Porch pirates are preparing for what might be their busiest time of the year.
Nearly all shoppers expect at least one package to be delivered this holiday season, and if history repeats, almost 1 in 3 will have a parcel swiped between Thanksgiving and Christmas, according to a new report from C+R Research.
The survey “asked 2,000 consumers who have shopped online at least once within the last 12 months about their experiences with package theft as well as what preventative measures they’ve taken to avoid getting a package stolen in the future.”
Making matters worse, 1 in 4 shoppers didn’t get a refund last year after a package theft and had to shell out an additional $109 on average to replace the item or items, the report found.
The findings come as Americans gear up for Christmas shopping, with Black Friday and Cyber Monday just around the corner.
“We expect to see a rise of package theft to coincide with those two popular shopping days,” said Matt Zajechowski, a content strategist at marketing firm Digital Third Coast who helped write the report.
“People who would be looking to steal packages know that within a week’s period, there's going to be the most amount of packages delivered probably all year,” he said.
Package theft fear
Package theft is a common concern among shoppers.
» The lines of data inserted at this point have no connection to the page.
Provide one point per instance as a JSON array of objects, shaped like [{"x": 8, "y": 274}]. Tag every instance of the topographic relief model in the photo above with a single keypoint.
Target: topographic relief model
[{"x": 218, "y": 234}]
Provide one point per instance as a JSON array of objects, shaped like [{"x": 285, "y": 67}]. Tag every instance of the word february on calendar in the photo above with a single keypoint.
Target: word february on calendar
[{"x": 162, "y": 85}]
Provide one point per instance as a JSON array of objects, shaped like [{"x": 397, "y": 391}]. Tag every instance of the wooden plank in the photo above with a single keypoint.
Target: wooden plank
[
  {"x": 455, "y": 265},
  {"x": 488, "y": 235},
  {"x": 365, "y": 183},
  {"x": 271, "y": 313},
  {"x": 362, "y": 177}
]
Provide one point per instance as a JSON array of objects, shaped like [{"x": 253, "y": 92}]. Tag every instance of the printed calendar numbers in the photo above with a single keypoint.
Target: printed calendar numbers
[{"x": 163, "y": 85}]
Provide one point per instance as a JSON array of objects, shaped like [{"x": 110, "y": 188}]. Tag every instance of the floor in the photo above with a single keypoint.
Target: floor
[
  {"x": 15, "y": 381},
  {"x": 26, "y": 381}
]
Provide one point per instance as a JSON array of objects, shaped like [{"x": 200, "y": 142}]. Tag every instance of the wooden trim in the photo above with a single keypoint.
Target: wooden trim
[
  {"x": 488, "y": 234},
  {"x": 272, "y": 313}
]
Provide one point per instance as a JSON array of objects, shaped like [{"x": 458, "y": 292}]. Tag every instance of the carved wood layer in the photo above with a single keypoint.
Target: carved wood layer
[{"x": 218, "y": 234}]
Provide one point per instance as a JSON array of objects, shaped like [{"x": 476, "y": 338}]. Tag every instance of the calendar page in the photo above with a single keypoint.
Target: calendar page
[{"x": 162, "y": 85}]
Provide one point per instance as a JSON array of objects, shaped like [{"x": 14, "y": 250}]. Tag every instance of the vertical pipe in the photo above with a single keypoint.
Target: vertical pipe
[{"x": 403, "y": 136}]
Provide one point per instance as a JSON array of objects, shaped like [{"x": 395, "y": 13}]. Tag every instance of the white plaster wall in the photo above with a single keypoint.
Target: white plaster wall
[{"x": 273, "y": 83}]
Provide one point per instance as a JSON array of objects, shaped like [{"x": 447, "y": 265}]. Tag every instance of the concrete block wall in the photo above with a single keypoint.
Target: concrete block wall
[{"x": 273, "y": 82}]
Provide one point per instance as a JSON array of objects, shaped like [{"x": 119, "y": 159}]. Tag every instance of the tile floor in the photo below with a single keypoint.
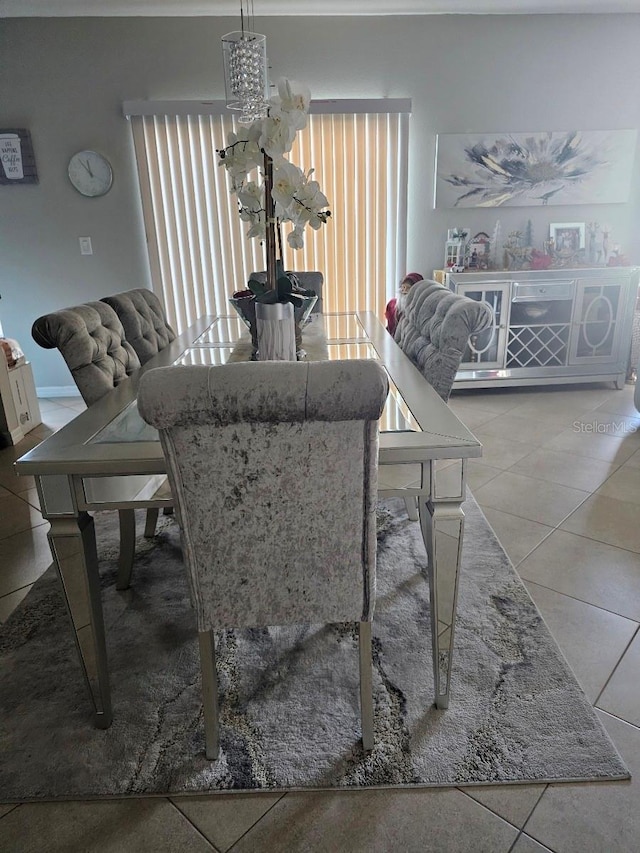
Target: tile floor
[{"x": 560, "y": 484}]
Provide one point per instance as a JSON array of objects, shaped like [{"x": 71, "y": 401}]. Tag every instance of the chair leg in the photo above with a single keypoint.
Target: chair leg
[
  {"x": 366, "y": 685},
  {"x": 127, "y": 547},
  {"x": 412, "y": 508},
  {"x": 150, "y": 524},
  {"x": 207, "y": 644}
]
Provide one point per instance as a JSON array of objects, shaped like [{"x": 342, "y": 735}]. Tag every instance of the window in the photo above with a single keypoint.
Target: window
[{"x": 198, "y": 251}]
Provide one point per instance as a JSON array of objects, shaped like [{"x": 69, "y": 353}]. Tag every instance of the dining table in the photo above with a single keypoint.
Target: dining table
[{"x": 109, "y": 458}]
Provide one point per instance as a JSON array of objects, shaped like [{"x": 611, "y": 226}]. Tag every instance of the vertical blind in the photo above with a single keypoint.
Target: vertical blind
[{"x": 199, "y": 254}]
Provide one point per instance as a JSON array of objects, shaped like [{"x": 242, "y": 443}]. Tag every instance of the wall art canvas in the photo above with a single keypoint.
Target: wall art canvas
[{"x": 534, "y": 169}]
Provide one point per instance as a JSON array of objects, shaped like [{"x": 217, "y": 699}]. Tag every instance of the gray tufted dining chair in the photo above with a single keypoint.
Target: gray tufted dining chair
[
  {"x": 247, "y": 445},
  {"x": 91, "y": 340},
  {"x": 434, "y": 330},
  {"x": 144, "y": 321}
]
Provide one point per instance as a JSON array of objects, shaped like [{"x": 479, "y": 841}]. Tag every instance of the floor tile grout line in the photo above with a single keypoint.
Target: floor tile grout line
[
  {"x": 616, "y": 717},
  {"x": 193, "y": 825},
  {"x": 253, "y": 826},
  {"x": 615, "y": 668},
  {"x": 581, "y": 600}
]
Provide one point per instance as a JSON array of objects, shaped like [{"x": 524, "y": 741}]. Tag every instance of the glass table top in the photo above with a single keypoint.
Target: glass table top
[{"x": 345, "y": 339}]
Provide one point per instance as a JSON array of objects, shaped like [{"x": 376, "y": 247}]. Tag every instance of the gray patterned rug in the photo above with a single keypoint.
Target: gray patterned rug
[{"x": 290, "y": 715}]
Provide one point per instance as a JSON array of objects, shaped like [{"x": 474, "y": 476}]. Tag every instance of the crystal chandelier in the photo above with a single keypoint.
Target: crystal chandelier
[{"x": 246, "y": 76}]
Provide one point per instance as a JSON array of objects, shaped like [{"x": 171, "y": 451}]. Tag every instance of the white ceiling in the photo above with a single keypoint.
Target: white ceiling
[{"x": 264, "y": 8}]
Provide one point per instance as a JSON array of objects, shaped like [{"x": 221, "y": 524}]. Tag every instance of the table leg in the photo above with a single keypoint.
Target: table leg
[
  {"x": 73, "y": 547},
  {"x": 442, "y": 525}
]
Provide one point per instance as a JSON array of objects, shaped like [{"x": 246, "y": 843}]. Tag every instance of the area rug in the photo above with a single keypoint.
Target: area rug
[{"x": 289, "y": 697}]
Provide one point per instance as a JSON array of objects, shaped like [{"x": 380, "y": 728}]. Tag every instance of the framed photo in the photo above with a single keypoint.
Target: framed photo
[{"x": 568, "y": 237}]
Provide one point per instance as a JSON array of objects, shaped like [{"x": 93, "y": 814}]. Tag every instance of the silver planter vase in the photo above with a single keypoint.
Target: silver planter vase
[
  {"x": 246, "y": 306},
  {"x": 276, "y": 331}
]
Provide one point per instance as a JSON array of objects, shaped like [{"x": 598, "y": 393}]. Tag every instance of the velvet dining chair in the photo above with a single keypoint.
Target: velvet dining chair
[
  {"x": 434, "y": 331},
  {"x": 247, "y": 445}
]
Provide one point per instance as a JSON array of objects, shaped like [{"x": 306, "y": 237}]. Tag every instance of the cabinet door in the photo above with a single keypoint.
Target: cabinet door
[
  {"x": 597, "y": 321},
  {"x": 488, "y": 348}
]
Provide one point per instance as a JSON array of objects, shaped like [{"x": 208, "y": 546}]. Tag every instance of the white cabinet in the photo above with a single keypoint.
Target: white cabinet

Half of those surveyed worry it will happen to them, while 2 in 5 avoid purchasing expensive items online, so they can’t be pilfered during delivery.
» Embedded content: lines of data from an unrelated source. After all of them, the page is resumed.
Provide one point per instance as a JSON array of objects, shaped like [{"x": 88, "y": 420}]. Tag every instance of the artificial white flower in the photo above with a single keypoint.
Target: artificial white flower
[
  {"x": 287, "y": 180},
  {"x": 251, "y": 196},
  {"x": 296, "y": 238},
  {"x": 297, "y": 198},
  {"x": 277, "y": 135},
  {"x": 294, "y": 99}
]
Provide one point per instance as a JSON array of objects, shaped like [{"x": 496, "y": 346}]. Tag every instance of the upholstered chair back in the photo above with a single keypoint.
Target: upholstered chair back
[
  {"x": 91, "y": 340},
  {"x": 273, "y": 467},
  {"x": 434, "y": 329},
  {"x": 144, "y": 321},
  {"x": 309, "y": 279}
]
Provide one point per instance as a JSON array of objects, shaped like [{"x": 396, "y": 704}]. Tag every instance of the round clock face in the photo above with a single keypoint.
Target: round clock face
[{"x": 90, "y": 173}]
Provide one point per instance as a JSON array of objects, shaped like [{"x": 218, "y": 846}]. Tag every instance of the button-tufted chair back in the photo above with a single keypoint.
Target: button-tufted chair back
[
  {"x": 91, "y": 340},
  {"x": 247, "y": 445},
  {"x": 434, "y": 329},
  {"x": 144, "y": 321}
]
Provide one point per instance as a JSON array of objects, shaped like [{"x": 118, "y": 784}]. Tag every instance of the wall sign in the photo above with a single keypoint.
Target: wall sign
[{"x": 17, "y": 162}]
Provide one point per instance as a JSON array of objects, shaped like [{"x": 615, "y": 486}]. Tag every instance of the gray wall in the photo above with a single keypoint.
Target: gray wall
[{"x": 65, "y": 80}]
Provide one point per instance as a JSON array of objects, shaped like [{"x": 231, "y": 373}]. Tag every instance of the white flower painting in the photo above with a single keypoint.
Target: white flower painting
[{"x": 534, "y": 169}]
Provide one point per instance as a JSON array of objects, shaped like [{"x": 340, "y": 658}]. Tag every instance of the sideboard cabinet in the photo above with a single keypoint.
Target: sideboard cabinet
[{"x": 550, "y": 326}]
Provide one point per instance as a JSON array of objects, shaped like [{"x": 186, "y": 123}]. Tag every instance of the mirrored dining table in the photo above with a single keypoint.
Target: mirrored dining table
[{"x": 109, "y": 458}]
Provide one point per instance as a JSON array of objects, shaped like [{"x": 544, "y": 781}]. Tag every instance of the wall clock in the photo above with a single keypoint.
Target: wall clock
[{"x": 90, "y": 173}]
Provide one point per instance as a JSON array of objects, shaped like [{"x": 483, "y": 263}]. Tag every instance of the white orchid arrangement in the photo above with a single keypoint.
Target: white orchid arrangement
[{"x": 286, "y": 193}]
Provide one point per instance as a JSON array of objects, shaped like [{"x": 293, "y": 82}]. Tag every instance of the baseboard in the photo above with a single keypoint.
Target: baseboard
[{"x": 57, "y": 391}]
Almost half of respondents said they had packages swiped from their doorstep multiple times. These repeat victims have spent $191 on average to protect their incoming parcels by installing a camera or motion lights or getting a dog.
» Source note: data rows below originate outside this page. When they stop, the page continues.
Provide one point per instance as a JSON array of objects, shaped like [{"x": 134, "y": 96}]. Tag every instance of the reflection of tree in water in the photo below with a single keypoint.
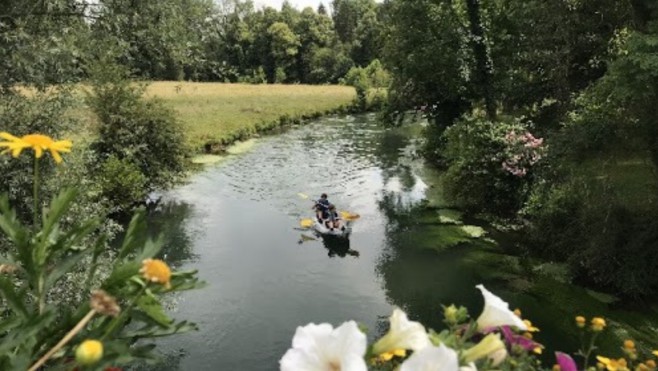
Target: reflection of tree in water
[
  {"x": 421, "y": 280},
  {"x": 338, "y": 246},
  {"x": 168, "y": 220}
]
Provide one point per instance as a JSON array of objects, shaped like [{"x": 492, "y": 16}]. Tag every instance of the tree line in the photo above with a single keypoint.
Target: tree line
[{"x": 200, "y": 40}]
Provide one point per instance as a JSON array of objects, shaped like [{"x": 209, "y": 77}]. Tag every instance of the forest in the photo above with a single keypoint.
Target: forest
[{"x": 541, "y": 115}]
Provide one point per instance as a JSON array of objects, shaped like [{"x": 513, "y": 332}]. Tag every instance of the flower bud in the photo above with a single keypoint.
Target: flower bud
[{"x": 89, "y": 352}]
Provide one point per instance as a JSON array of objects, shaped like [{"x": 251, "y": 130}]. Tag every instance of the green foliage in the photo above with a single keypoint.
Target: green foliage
[
  {"x": 41, "y": 256},
  {"x": 141, "y": 133},
  {"x": 476, "y": 152},
  {"x": 122, "y": 182},
  {"x": 22, "y": 114},
  {"x": 365, "y": 80}
]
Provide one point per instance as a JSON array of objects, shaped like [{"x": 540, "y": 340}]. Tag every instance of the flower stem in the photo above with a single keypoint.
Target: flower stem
[
  {"x": 120, "y": 318},
  {"x": 35, "y": 194},
  {"x": 74, "y": 331},
  {"x": 590, "y": 349}
]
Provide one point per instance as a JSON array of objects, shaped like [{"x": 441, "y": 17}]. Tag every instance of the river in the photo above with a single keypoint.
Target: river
[{"x": 237, "y": 223}]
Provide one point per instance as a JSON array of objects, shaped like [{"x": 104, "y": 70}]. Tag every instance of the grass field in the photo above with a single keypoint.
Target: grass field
[{"x": 217, "y": 112}]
Shoppers are taking other precautions this holiday season. Half plan to stay home waiting for their packages, the survey found, while a quarter intend to require a signature before their parcels can be delivered.
If you can’t be at home, you could arrange pick-up in-store or at a delivery center. That’s what some are planning to do. And more than 1 in 7 shoppers say they’ll ask the delivery driver to hide their packages.
Other options include mailing your purchases to a different location such as your office or your parents’ or friends’ house, if you know they will be home to accept them.
Or, you could go the old-fashioned route by purchasing your gifts in-store and bringing them home yourself. That’s what one-third of shoppers plan to do this holiday season.